Atualizado em 05/09/2021 às 18:32

A Penitente Um tem um grande jardim com gramado, árvores e flores. O lugar é cuidado por ela, que toma conta de cada folha que cai. Parece ter um complexo de divindade, pois se sente uma incapaz quando olha da porta e vê um raminho amarelado ou fora do lugar. Ali o serviço nunca termina, pois haverá um vento que lançará mais uma folha ao chão.

A Penitente Dois faz a arrumação da sua cozinha. Joga água nas paredes, do teto ao chão, tira tudo dos armários, lava, dá polimento nos alumínios, desmonta e esfrega o fogão diariamente, e todo sábado descongela a geladeira e lava o botijão de gás. Parece muito, mas ela acha que poderia fazer mais e melhor.

A Penitente Três tem quatro banheiros para lavar. Quem entra neles, pensa que são novos, e que acabaram de ser construídos. Não há um escorrido de calcário, por mínimo que seja, nem no box, nem nas louças. Algum excêntrico até comeria sentado ao chão, de tão esterilizado que o lugar aparenta. A qualidade da limpeza é de hotel cinco estrelas, com um odor de impecavelmente limpo.

A Penitente Quatro tem orgulho do assoalho sob seus cuidados. Toda a área social e íntima é de madeira. Pensa no sofrimento para manter toda aquela metragem impecável? O sinteco já se foi com o tempo, mas a cera e a luminosidade estão lá, num brilho digno dos joelhos ralados e do sofrimento dela.

A Penitente Cinco tem armários em profusão. É preciso tirar tudo de dentro, higienizá-los e organizá-los por ordem de cor, tamanho e utilidade, quase que diariamente. Esse serviço tem o infinito como limite. Sem contar os sapatos que são limpos até nos solados. Uma vez por mês alveja toda a roupa branca. Nunca está satisfeita. Não é raro encontrá-la em ação às 3 horas da manhã. O marido, quando vai dormir às 11 da noite, a chama, mas ela não consegue ir descansar, porque tem muito a fazer. Mais de uma vez, quando ele acorda, encontra a mulher na faxina de ontem, suada, desgrenhada, uma bruxa. Isso às 6 horas da manhã, e ela não consegue parar.

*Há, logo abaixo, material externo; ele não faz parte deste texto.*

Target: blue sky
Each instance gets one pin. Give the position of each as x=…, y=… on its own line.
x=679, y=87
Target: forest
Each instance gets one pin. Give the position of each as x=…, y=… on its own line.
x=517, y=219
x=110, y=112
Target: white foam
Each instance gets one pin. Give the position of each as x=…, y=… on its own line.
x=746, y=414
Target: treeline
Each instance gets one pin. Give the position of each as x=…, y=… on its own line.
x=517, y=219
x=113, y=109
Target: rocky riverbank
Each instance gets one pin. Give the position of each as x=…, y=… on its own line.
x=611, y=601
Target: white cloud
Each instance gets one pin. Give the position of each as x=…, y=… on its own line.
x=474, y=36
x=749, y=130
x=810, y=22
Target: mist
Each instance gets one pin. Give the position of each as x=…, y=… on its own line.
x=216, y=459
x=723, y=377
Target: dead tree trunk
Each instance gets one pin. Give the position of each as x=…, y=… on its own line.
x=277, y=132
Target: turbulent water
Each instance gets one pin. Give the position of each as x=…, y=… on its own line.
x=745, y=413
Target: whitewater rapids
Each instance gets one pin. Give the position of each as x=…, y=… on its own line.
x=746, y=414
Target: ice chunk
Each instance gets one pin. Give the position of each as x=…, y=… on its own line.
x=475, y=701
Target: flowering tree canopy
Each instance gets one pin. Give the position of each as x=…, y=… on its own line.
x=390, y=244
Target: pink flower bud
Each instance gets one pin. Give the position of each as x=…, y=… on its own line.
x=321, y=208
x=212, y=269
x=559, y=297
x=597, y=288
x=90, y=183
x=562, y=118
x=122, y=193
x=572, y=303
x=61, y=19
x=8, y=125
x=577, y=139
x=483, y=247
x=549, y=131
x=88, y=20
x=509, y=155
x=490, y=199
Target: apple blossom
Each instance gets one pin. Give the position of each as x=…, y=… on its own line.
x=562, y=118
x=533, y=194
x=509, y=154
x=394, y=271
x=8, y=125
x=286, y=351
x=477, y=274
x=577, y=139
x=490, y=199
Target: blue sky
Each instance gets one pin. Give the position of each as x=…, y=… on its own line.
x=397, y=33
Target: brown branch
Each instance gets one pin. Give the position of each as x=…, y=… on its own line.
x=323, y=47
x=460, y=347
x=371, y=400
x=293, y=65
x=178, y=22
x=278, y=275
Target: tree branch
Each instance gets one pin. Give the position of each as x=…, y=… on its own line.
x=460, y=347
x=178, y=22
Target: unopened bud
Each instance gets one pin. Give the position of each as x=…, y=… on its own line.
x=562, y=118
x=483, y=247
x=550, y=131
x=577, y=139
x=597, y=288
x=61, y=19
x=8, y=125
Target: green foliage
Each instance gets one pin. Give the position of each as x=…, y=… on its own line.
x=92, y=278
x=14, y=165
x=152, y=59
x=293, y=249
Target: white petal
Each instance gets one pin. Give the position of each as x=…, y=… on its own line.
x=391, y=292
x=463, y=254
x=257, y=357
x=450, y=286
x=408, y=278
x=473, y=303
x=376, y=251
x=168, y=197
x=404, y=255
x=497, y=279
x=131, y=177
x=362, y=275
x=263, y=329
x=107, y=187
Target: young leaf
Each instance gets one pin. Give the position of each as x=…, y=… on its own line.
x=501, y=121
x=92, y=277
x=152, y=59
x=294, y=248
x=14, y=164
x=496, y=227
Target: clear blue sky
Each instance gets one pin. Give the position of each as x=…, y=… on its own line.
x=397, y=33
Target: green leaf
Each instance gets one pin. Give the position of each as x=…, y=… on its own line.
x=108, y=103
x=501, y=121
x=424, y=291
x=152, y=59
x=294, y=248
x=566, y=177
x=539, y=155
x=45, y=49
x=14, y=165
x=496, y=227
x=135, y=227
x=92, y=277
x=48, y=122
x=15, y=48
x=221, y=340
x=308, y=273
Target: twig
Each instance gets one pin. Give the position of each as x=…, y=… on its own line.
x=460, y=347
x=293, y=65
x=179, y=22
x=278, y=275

Todas elas podem ser uma só, e poucos poderão dizer que não conhecem alguém assim. As penitentes do lar estão em todos os lugares. São escravas das suas decisões. Não há feitor, mas se sentem flageladas pela própria obstinação até sair sangue das suas sofridas costas. Não há tronco, mas parece haver algo no centro da casa, para o sacrifício diário, e nos pés, pesados grilhões.

A sociedade patriarcal colocou esferas nos pés das mulheres. Esses serviços foram institucionalizados ao nascer, porém muitas se rebelaram e foram trabalhar fora de casa, mas, a segunda jornada as espera. Elas cuidam das crianças, de si, do trabalho fora, da casa, da roupa, da comida, das compras, das contas e ainda se ajeitam com os maridos. Não são valorizadas por isso.

As penitentes maiores são as donas de casa em tempo integral. Trabalham as obrigações diurnas, e não sossegam à noite. Depois de arrumar suas casas, arrumam gratuitamente casas de parentes.

As obsessões necessitam de tratamento psiquiátrico. Quem tem esse tipo de comportamento não admite que o tenha e não aceita se tratar, no entanto, é preciso oferecê-lo a essas vítimas de si mesmas.